148 mph?! How this week’s winds stack up to the biggest gusts in Colorado history.

For the second time this week, Colorado’s Front Range is bracing for wind gusts so strong Friday that Xcel Energy has disrupted households, businesses and schools by shutting off the power to hundreds of thousands of customers to prevent wildfires amid extreme fire danger.

The wind gusts — anticipated to reach speeds up to and exceeding 100 mph throughout the day — led federal meteorologists to issue a rare “particularly dangerous situation” red flag warning for the foothills on Friday.

So how do those speeds compare to some of Colorado’s windiest days in history?

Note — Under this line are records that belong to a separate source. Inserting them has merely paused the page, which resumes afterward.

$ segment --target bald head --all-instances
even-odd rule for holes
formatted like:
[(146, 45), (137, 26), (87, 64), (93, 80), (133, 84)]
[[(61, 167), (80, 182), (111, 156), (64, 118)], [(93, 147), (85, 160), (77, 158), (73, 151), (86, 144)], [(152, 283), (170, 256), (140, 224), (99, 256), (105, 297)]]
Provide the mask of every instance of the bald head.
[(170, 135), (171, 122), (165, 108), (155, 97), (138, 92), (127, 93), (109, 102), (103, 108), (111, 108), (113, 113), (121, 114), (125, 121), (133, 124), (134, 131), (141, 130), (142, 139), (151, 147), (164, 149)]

The National Weather Service in Boulder doesn’t keep a list of the state’s biggest wind events, but agency meteorologist Kenley Bonner confirmed Colorado’s strongest wind gust on record clocked in at a whopping 148 mph on Feb. 18, 2016, on Monarch Pass.

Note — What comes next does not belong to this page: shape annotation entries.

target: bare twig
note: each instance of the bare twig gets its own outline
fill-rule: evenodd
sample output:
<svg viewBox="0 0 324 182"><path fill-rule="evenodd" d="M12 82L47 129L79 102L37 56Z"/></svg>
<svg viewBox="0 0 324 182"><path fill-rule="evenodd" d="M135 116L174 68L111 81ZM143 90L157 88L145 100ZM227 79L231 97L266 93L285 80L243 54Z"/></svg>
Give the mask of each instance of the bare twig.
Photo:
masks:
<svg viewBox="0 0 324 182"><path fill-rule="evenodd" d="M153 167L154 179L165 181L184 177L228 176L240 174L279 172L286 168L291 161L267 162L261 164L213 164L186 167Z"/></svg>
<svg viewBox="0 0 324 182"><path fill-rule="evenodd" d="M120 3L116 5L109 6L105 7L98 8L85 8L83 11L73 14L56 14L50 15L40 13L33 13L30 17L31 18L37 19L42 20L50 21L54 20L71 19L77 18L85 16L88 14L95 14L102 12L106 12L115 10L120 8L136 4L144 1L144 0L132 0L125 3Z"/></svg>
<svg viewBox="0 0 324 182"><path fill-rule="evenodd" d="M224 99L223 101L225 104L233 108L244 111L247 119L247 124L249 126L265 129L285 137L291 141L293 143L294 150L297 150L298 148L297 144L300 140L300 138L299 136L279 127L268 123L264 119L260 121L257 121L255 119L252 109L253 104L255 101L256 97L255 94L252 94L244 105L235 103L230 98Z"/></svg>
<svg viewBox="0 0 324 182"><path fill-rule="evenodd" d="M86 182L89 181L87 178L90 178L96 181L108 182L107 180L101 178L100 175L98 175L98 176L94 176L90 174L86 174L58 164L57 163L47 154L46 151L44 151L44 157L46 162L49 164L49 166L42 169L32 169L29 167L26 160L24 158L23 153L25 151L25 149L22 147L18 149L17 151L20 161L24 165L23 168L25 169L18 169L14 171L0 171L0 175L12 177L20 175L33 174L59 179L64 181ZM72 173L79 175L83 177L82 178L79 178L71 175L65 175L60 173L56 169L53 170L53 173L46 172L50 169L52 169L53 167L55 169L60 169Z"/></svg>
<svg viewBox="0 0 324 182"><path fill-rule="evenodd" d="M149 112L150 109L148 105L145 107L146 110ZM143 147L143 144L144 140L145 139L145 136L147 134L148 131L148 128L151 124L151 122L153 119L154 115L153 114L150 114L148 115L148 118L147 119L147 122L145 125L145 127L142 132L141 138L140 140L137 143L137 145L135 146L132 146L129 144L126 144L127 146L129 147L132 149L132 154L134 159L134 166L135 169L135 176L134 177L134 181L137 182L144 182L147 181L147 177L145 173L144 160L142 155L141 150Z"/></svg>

Comparatively, on Wednesday, when high winds battered the foothills and northern Colorado, a 124 mph gust whooshed over the summit of Breckenridge Ski Resort’s Peak 6 around 9 p.m., according to NWS data.

So far on Friday, the NWS has reported a 105 mph gust at the National Center for Atmospheric Research’s Mesa Laboratory in Boulder, and data submitted to the weather service shows several other blasts over 100 mph in Boulder County.

According to the National Oceanic and Atmospheric Administration, Boulder has “some of the highest peak winds of any city in the U.S.”

And NCAR’s lab, which overlooks south Boulder, has historically been buffeted by some of the highest winds. (The Trump administration this week revealed plans to shut down and dismantle NCAR, a global leader in climate and Earth systems research. Some Colorado elected officials have characterized the move as retaliation against the state.)

Here’s a sampling of notably huge Colorado wind gusts

148 mph: Monarch Pass on Feb. 18, 2016

147 mph: NCAR’s Mesa Lab on Jan. 23, 1971

143 mph: North Boulder on Jan. 24, 1992

137 mph: NCAR’s Mesa Lab on Jan. 16-17, 1982

130 mph: NCAR’s Mesa Lab on Jan. 7-8, 1969

124 mph: Breckenridge’s Peak 6 on Dec. 17, 2025

115 mph: Arvada on Dec. 30, 2021

Source: NWS and NOAA data

The conditions Friday are reminiscent of the high winds and dry temperatures that drove the rapid spread of the Marshall fire on Dec. 30, 2021, in Boulder County. It remains the state’s most catastrophic wildfire, having destroyed more than 1,000 homes.

Though the highest wind gust recorded that day was in Arvada, NOAA data also shows a 110 mph gust at Rocky Flats, a 108 mph gust in southwest Boulder and a 103 mph gust at the White Ranch Open Space in Jefferson County.

Xcel Energy agreed to a $640 million settlement in September on the eve of a court trial to determine the utility’s responsibility in the catastrophic Marshall fire. The company did not admit any fault, wrongdoing or negligence in connection with the settlement.

Boulder County sheriff’s investigators and the district attorney’s office determined over the course of a 17-month investigation that the Marshall fire started on the grounds of an international religious cult and from a broken Xcel power line about 2,000 feet away.

Front Range residents should “be ready to take swift action” due to critical fire conditions along the Interstate 25 corridor, forecasters said Friday.